Cambiar los horarios de comida podría ayudarte a perder grasa corporal?

24.03.2026

Limitar las horas en las que comemos puede ser tan efectivo (o puede que incluso más útil) como contar calorías

Una nueva ola de estudios científicos sugiere que cambiar los horarios de las comidas, sin modificar necesariamente el contenido de la dieta, puede tener un impacto sorprendente sobre la composición corporal, la salud metabólica y, concretamente, sobre la grasa abdominal. Se trata de dejar de lado las dietas restrictivas y las cuentas interminables de calorías, ya que este podría ser el mejor aliado para adelgazar. Hablamos del "time-restricted eating" (TRE o alimentación restringida en el tiempo), una tendencia cada vez más aplaudida y con resultados robustos.

El TRE, o alimentación con restricción de tiempo, no nos dicta qué comer, sino cuándo. Consiste en limitar la ventana diaria en la que ingerimos alimentos, dejando el resto del día para el ayuno. El protocolo más común es el 16/8: 16 horas de ayuno (incluyendo las horas de sueño) y 8 horas para comer libremente. Existe una variación más realista y flexible (flexTRE) que permite adaptar esa ventana de alimentación a las circunstancias del día a día, siempre que se mantenga dentro de un rango de 8 horas en total.

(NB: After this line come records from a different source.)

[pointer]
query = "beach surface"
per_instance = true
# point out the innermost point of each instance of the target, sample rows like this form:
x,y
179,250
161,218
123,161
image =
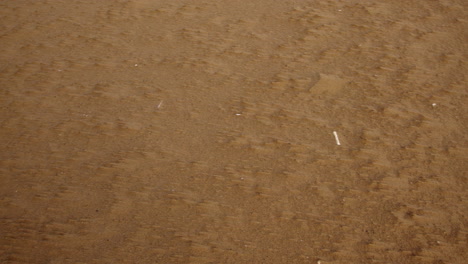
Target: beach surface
x,y
260,131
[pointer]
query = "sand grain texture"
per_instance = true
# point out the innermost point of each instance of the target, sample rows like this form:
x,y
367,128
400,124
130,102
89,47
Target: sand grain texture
x,y
239,163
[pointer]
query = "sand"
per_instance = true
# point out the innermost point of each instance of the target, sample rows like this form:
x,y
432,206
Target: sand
x,y
150,131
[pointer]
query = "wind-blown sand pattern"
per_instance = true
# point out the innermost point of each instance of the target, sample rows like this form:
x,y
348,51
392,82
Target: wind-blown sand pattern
x,y
150,131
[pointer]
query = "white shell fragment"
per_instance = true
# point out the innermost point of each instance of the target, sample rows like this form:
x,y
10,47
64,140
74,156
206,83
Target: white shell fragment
x,y
336,138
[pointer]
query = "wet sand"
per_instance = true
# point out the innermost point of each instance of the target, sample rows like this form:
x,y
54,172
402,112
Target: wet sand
x,y
138,131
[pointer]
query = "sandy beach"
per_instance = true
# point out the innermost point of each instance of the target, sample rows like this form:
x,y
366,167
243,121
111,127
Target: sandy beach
x,y
260,131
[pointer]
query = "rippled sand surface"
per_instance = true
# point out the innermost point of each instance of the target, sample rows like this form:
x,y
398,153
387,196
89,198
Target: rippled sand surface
x,y
150,131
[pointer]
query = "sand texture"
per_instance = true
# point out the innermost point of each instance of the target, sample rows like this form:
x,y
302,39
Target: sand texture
x,y
151,131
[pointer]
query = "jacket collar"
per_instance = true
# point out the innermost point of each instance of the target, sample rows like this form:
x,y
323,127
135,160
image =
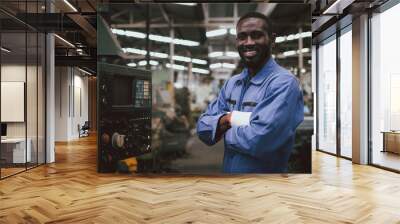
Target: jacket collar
x,y
261,75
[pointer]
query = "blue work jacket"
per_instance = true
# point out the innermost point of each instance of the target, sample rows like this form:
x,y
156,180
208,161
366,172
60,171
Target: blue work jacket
x,y
275,99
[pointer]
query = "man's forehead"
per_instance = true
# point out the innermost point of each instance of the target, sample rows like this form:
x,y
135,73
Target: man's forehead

Una investigación reciente publicada en la revista Nature Communications y liderada por el profesor Stephen Heung-sang Wong, de la Universidad China de Hong Kong, ha sido especialmente reveladora en este sentido. Durante 12 semanas, 104 mujeres de entre 40 y 60 años con sobrepeso u obesidad fueron divididas en cuatro grupos: uno siguió un programa flexTRE, otro hizo solo ejercicio aeróbico moderado, un tercero combinó ambas estrategias (ejercicio y flexTRE) y un cuarto grupo de control no modificó sus hábitos.

Los resultados: el grupo que combinó ambos protocolos perdió de media 2,85 kg de grasa corporal , que representa más del doble que los grupos que hicieron solo dieta o ejercicio. La circunferencia de cintura se redujo hasta 7,5 cm, una mejora significativa considerando que la grasa abdominal está estrechamente relacionada con enfermedades cardiovasculares. También mejoró la sensibilidad a la insulina, al igual que los niveles de leptina, la hormona que regula el apetito.Y lo más interesante es que no hubo necesidad de contar calorías ni de seguir dietas restrictivas.

Este tipo de resultados apunta a una conclusión cada vez más respaldada: al darle al cuerpo más horas de descanso digestivo y alinear las comidas con los ritmos circadianos naturales, se optimiza el metabolismo y se favorece la quema de grasa.

¿Por qué funciona este tratamiento?

El éxito de la alimentación restringida en el tiempo parece estar ligado a varios mecanismos fisiológicos, entre otros, que durante los periodos de ayuno, el cuerpo cambia de usar glucosa como fuente de energía a utilizar grasa almacenada y esto a su vez mejora la sensibilidad a la insulina, reduce la inflamación y favorece procesos de reparación celular. Además, al reducir la ventana de comida, se reduce de forma indirecta la ingesta calórica total, aunque no se controle conscientemente. También se evita comer en los momentos del día en los que el cuerpo está menos preparado para metabolizar eficientemente los nutrientes, como es por las noches. Y, por último, el hecho de que no requiera contar calorías o pesar alimentos hace que la adherencia al tratamiento sea mucho más sencilla.

Si te estás preguntando qué hacer si no tienes tiempo para hacer ejercio, el estudio también confirmó que la alimentación restringida en el tiempo por sí sola (aunque no hagas deporte), ya produce una reducción significativa de la grasa corporal. Esto es especialmente relevante para personas con agendas apretadas o con movilidad limitada. En cualquier caso, añadir actividad física -aunque sea caminar 30-40 minutos tres veces por semana- potencia sus efectos y ayuda a preservar masa muscular durante la pérdida de grasa.

¿Tiene efectos secundarios?

Lo cierto es que no. Según los datos, hubo algunos síntomas leves, como sensación de hambre o fatiga durante las primeras semanas, pero estos desaparecieron con la adaptación al nuevo ritmo. La adherencia al programa fue alta (entre el 83% y el 89%), lo que demuestra que es una estrategia viable incluso en condiciones de vida real, sin supervisión médica constante. Eso sí, no se recomienda para embarazadas, lactantes o personas con trastornos alimentarios. Como siempre, conviene consultar al médico antes de iniciar cualquier cambio radical en nuestros hábitos alimenticios.